The girls had been close friends since they met four years ago while attending C. W. Jeffrey’s Secondary School. Both their fathers were in the Royal Canadian Air Force. Wendy’s brother, Doug Tedford said the girls spent so much time together that Donna was “just like one of the family.” Wendy's mother stated the two spent a lot of time together. They were close in life, and in death.
DONNA LEE STEARNE
Donna Lee Stearne was a Grade 12 student at Downsview Secondary School. She lived at home with her parents Jack Stearne, and Joan Stearne, her brother John Stearne, 19, who was attending York University, and her two younger sisters Alanna, 13, and Janine, 10. According to her father, Donna wanted to become a Veterinarian. “She was crazy about them and always wanted to work with them” he said. She was looking forward to a summer job she had applied to as a counsellor at a children’s summer camp operated by the Peoples Church in which she was baptized three years ago. Her father described Donna as “the religious one in the house. The rest of us didn’t have any regular church connection.” Joyce Hall, who taught Donna in Sunday school three years ago, recalled her as “a pretty young thing, a nice girl... she didn’t stand out. She was just a pleasant, pretty young girl.” Her father was served in the Canadian Armed Forces, and retired last year. He is now a records supervisor at Spar Aerospace Products Ltd., located on Caledon Road. Donna was born in Owen Sound, and in the course of her father’s postings, had lived in West Germany, Edmonton, and Downsview. Jack states “Donna loved to paint Canadian scenes, and was doing one for her mother – a bridge at dusk – it’s not finished.” She belonged to the church choir, and practiced with them most Sundays for about a year.
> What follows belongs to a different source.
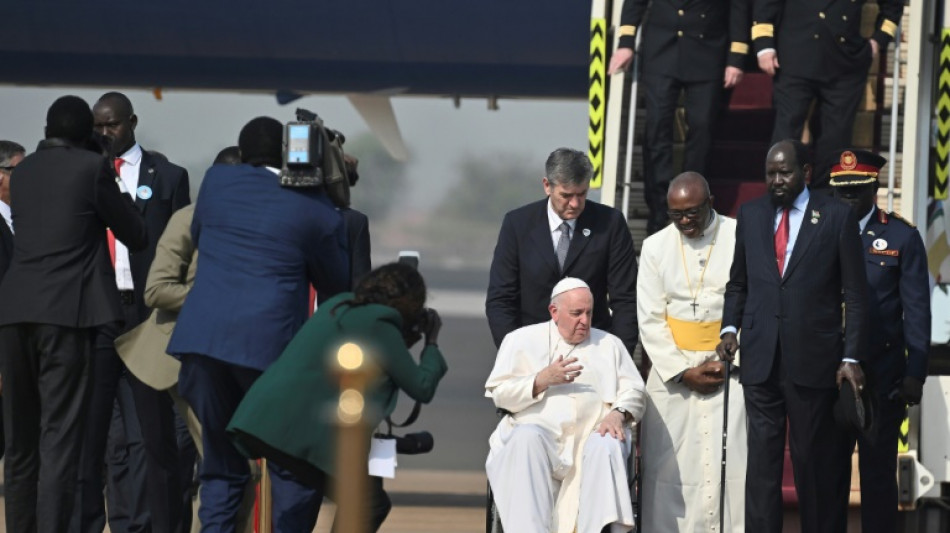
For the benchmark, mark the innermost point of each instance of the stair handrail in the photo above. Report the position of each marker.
(631, 128)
She had been working after school for the past three months until 9:00 p.m. According to her mother, Donna had no boyfriends, and was mostly interested in school, painting, and church.
WENDY ANN TEDFORD
Wendy Ann Tedford dropped out of school two years prior to her death after the death of her father who died of cancer. She moved out from the Sheppard Avenue apartment where she lived with her widowed mother, and into the rented Falstaff Avenue apartment of her elder sister Shirley, and Shirley’s 4-year-old son. Three months prior to her death, she went to work in the business office of the Towers Department Store Ltd. on Orfus Road. Like Donna, Wendy also loved to paint. According to her four brothers and sisters and widowed mother, Wendy, the shy one of the family, was happiest when she was dabbling in oils or putting together model cars. She had been talking a lot about getting married after her 18th birthday on May 12th. It was payday for Wendy the day she was discovered.